By JEFF AMY
The strange recruitment of a potential $1.2 billion aluminum mill rolls on.
American Specialty Alloys had promised to announce a site and a financing plan by the end of the year. The company sparked a lot of speculation by putting a countdown clock on its website that ended at 7 p.m. December 19. But Chief Marketing Officer George Riel said that the countdown was only to a holiday party that also doubled as a “roll out” event for “staff, partners and customers.”
Riel now says the company plans to publicly name a site in the first three months of 2015. The company hopes to break ground in March and wants its first phase to begin operations by late 2016.
“There’s a lot of moving parts and we’ve been very diligent and very careful about where we build,” Riel said in a telephone interview Dec. 23.
People interested in working for the company can now apply for jobs on its website, which touts the company as providing “specialty grade aluminum-titanium for automotive and aerospace.”
The delay in itself might not be remarkable. But the company’s selection process seems a little unusual.
For example, American Specialty Alloys sent out a news release in November saying it planned a $1.2 billion aluminum mill that would employ at least 650 workers. The company says it will use innovative technology to more cheaply make strong aluminum for cars and airplanes.

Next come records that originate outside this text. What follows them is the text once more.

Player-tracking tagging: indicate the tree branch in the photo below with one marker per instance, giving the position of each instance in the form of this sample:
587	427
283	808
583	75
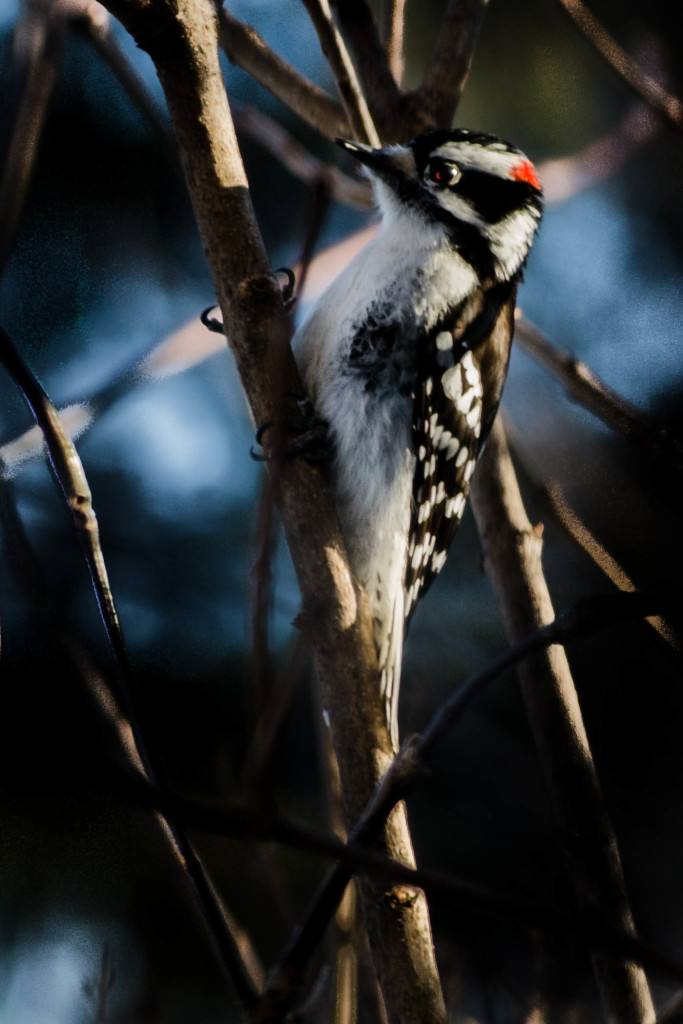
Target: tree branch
384	96
71	477
449	67
552	497
512	550
246	48
590	391
348	86
628	69
394	25
181	38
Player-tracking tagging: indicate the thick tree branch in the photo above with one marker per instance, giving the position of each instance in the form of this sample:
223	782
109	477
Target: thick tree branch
512	550
246	48
181	38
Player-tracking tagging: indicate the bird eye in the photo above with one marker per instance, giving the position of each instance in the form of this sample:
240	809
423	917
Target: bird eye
442	173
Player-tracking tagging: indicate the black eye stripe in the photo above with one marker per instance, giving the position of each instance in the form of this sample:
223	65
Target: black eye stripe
493	197
442	172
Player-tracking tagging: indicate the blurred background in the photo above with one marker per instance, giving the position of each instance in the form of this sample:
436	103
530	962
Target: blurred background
107	265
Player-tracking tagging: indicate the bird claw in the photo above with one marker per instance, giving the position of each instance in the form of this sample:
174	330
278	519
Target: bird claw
312	440
287	291
211	323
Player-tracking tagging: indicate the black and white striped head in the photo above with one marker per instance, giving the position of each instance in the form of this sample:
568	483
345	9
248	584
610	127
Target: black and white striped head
479	192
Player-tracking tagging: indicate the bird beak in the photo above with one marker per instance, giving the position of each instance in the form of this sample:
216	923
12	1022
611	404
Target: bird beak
386	164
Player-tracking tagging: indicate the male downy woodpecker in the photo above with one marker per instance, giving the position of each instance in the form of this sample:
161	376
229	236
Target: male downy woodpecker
406	355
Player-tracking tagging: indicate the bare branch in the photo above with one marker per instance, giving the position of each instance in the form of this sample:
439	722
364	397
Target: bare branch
628	69
298	161
93	20
551	495
512	550
71	477
348	86
586	616
246	48
567	176
394	24
449	67
180	37
384	96
591	392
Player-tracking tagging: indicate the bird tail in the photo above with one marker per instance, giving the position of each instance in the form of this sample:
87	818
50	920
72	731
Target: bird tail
390	657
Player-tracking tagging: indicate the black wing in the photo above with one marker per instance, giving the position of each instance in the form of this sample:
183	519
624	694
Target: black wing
461	375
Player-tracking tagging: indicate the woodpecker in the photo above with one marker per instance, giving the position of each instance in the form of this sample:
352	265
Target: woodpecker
404	357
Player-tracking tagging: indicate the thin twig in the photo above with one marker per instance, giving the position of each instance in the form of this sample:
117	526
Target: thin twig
70	475
512	551
586	616
394	25
621	61
567	176
299	161
245	47
261	602
449	67
98	31
410	765
342	68
551	495
384	97
181	40
587	388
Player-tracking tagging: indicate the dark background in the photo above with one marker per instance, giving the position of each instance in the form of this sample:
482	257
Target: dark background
108	263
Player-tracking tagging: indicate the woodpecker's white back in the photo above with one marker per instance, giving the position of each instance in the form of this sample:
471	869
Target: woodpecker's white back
406	354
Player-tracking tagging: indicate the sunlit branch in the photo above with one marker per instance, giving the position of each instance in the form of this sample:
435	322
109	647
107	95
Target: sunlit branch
552	497
512	553
342	68
449	67
410	767
181	40
299	161
394	24
628	69
585	387
245	47
71	477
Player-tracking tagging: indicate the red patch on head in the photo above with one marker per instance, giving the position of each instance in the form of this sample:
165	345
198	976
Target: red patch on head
525	171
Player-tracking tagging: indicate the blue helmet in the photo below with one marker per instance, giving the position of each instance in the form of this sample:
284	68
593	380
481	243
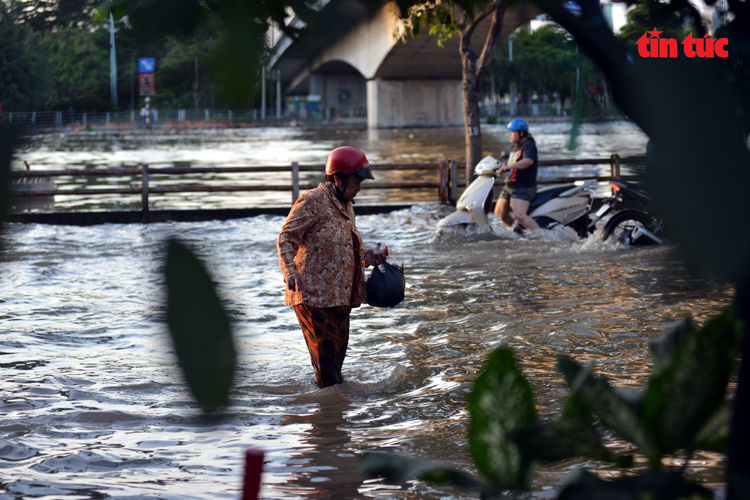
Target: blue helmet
518	124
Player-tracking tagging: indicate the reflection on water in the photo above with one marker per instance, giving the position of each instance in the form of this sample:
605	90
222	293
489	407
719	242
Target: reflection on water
93	405
282	146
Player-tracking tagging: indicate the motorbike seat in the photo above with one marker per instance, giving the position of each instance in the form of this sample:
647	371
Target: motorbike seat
544	196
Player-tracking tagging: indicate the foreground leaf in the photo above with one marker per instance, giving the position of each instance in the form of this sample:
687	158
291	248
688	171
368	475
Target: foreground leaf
399	469
660	485
501	401
692	380
199	327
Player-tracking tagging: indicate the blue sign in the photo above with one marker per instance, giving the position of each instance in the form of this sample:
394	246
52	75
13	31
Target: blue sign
146	65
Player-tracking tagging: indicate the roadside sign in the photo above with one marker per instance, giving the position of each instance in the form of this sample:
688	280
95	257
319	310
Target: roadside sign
146	84
146	65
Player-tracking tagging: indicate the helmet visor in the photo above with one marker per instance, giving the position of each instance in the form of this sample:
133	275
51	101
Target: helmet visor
364	172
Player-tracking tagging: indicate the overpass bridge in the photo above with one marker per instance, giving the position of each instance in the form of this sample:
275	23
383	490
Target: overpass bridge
350	58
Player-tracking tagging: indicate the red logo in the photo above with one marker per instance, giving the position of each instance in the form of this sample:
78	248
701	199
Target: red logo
652	45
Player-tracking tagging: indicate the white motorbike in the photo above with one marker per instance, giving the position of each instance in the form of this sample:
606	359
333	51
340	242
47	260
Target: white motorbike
564	204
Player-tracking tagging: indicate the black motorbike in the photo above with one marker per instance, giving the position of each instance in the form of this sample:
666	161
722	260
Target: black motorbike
631	221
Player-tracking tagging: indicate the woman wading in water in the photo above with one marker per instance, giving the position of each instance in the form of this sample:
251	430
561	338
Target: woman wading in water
323	261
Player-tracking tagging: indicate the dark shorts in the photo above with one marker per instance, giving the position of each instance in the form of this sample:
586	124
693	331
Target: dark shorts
521	193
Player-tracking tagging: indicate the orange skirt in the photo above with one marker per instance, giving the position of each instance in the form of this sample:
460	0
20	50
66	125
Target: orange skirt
326	331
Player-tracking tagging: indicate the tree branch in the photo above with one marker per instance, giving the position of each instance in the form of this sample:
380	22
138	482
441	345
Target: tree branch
490	42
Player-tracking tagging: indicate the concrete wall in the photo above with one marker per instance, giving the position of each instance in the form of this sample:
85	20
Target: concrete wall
342	92
406	103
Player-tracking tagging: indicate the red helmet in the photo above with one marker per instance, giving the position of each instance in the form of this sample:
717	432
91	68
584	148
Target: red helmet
348	160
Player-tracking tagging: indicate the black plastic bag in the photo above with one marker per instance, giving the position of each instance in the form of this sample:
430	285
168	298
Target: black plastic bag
385	285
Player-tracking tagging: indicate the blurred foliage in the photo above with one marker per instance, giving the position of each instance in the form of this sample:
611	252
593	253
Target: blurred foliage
545	62
674	21
236	31
79	61
200	328
681	409
24	78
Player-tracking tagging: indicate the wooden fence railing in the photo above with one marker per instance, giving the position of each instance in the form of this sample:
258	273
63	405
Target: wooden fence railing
447	182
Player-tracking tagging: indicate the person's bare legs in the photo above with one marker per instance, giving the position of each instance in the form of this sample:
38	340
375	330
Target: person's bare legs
520	212
502	210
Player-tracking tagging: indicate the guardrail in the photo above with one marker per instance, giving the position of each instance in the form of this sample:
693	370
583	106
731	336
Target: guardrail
447	182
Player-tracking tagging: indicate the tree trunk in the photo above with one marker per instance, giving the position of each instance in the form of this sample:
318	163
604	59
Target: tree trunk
473	68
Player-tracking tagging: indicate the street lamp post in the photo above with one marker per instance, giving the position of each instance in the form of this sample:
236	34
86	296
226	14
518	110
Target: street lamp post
112	61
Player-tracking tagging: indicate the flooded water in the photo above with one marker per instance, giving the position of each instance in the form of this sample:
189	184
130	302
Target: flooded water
93	404
280	147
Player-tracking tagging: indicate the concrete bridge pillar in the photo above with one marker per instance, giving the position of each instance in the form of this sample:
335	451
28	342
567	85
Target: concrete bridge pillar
414	102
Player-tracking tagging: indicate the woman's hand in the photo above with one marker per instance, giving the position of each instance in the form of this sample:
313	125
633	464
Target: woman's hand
295	281
374	259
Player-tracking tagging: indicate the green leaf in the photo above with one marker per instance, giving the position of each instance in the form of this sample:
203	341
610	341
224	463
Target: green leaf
563	439
593	394
199	327
399	469
694	370
501	401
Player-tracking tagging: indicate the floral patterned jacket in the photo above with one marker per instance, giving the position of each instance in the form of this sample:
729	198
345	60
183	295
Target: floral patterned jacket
318	240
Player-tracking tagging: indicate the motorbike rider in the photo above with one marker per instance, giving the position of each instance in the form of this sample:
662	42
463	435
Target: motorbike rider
520	186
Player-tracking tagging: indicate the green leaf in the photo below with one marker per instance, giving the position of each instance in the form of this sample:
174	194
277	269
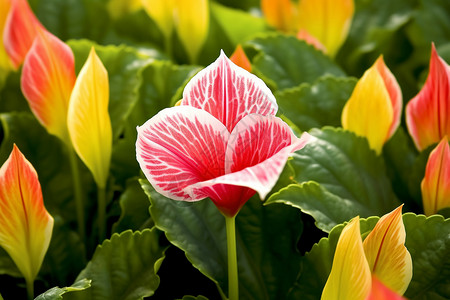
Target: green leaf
134	204
348	179
317	104
124	267
48	156
56	292
428	241
285	61
237	24
124	65
161	86
268	262
194	298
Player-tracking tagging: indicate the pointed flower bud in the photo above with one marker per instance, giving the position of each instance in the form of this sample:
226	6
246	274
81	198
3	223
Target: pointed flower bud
21	28
25	225
48	76
374	108
436	183
240	59
427	114
88	118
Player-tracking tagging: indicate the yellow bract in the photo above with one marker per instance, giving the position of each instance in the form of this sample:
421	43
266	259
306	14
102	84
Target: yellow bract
25	225
88	118
369	110
350	275
327	20
386	253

Lots of companies announce plans to build a plant in a region and then name a site later. But such releases setting up a bake-off between potential sites usually go out earlier in the process. In this case, American Specialty Alloys had already incorporated in Mississippi and lists an address in an industrial area in Columbus.
The company has also been granted some environmental permits at a site near Golden Triangle Regional Airport in Lowndes County.
American Specialty Alloys says it is considering other locations, and Riel says the company “has very good options” when it comes to choosing a site. He also says the company has not yet sought permits in any other state, although it has plans to.
Then there’s the question of incentives. Joe Max Higgins, the lead industrial developer for Golden Triangle Development Link, hasn’t returned calls to talk about American Specialty Alloys. Higgins is an experienced big-game hunter when it comes to bagging industries such as what is now Steel Dynamics, Yokohama Rubber Co., Airbus Helicopters and PACCAR.
But recruiting an industry with such a large investment would typically involve action by the Legislature. The state offered Yokohama more than $330 million in cash and tax breaks if it builds all the phases of a $1.2 billion tire plant in West Point, holding a brief special session to firm up the deal. State Rep. Gary Chism, R-Columbus, said earlier this month that he knew little about American Specialty Alloys or what might be asked of the Legislature, though.
There’s also the mystery of where the money is coming from. The people associated with American Specialty Alloys appear to be credible, and outlets tracking metal production take the project seriously. For example, American Metals Market has reported that industry sources expect the company to sell most of its production to Chrysler and BMW.
But when asked how the company will raise $1.2 billion to build the plant, Riel says only that “private investors” will foot the bill.
All these questions may amount to little if Gov. Phil Bryant turns a golden shovel in a Lowndes County field early next year. But for now, the answers are unclear.